TOUGH CHALLENGE. Some of his notable winners in the past year have included Chicago Mercantile Exchange Holdings (CME) and Biogen Idec (BIIB). A big loser: online DVD purveyor Netflix (NFLX). Sellers says his new partnership's portfolio will be limited to 10 to 20 stocks at any given time. While he may occasionally sell stocks short, he expects shorting (a bet that a stock's price will fall) to be a rare maneuver "reserved for extreme situations."

Sellers, who is 36, says he's leaving Morningstar now because "everybody's got a certain time in their life when they decide what they want to do for the rest of their life, and I really want to run money, and Morningstar doesn't manage outside money."
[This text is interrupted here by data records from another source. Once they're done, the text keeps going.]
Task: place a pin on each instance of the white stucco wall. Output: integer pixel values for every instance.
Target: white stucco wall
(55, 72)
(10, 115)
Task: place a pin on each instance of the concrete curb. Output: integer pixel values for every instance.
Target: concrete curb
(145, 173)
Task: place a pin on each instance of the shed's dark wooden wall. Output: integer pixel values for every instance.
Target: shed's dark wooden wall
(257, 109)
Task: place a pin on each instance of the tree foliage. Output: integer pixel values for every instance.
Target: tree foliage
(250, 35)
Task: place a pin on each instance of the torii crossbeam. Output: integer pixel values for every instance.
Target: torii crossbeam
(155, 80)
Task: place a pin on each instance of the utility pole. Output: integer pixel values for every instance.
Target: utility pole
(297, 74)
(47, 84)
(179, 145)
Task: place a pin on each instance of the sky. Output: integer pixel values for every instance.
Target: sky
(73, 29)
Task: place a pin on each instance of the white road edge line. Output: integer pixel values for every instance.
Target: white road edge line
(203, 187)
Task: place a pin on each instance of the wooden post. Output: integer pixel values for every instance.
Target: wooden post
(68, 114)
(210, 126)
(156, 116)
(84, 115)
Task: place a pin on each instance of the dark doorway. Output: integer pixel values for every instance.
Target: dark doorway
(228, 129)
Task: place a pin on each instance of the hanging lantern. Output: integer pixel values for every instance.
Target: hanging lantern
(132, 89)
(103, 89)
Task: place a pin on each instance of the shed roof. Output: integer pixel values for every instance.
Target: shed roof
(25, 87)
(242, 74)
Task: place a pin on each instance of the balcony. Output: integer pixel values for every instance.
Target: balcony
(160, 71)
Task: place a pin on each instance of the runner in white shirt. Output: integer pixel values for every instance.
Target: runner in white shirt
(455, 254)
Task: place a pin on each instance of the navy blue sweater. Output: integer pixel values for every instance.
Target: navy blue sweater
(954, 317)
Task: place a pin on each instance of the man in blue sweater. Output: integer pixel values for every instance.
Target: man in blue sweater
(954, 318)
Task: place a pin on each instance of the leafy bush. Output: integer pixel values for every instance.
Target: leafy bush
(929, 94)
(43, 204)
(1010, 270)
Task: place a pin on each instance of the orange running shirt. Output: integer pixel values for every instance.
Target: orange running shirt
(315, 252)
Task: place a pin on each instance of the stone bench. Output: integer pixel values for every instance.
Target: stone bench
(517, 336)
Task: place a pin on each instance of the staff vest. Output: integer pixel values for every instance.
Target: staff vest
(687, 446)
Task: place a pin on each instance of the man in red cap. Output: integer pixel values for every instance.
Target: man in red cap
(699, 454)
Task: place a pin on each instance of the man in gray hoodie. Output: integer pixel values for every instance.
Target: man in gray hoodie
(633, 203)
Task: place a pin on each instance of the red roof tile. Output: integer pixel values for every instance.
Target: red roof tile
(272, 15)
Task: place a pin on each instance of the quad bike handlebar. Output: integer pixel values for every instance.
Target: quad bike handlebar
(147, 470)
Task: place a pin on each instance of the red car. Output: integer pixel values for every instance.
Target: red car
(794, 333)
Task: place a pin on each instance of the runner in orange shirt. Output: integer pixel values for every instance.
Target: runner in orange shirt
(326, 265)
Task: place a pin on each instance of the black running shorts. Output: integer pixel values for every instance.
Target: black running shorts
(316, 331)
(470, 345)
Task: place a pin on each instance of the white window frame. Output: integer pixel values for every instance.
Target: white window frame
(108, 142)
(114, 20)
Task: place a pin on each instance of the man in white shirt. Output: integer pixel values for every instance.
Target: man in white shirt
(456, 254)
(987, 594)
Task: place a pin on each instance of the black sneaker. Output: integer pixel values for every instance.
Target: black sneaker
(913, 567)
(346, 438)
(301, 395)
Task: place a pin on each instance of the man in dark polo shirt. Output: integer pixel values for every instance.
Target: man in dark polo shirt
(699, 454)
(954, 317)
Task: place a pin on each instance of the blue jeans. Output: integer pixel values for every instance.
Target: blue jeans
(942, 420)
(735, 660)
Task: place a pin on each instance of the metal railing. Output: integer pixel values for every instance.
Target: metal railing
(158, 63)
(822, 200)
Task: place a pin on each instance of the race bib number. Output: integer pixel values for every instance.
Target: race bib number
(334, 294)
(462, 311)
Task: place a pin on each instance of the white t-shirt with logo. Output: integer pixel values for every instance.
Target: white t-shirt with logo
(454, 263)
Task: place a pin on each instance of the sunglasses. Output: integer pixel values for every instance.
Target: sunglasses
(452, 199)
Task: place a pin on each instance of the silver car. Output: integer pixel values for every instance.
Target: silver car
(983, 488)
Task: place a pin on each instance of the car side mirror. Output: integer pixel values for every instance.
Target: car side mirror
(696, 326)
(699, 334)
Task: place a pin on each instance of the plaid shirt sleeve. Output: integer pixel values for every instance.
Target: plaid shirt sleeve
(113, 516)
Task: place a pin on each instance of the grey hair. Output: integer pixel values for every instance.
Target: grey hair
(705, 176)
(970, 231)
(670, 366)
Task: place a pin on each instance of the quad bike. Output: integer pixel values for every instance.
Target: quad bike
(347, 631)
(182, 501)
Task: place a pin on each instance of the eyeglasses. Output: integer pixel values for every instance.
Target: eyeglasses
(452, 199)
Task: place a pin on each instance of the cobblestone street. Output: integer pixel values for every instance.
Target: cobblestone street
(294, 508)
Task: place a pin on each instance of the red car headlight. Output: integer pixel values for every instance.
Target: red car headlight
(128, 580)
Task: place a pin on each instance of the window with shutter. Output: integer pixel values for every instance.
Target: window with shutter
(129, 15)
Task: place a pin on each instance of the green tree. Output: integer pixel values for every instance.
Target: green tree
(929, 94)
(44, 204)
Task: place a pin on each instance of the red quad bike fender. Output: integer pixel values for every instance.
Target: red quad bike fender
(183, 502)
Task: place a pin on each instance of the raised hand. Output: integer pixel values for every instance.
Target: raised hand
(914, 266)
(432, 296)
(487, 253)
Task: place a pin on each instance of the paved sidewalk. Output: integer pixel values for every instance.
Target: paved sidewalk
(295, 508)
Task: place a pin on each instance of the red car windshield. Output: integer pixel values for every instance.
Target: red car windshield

The Tortoise and Hare portfolios, funded with $100,000 each by Morningstar, were designed only to showcase the firm's research prowess. If Sellers gathers the millions he hopes to manage in his new partnership -- the minimum investment he's requiring to join is $250,000 -- not only will the challenge of beating the market prove tougher but the stakes will also be higher. Barker is a senior writer for BusinessWeek in Melbourne Beach, Fla.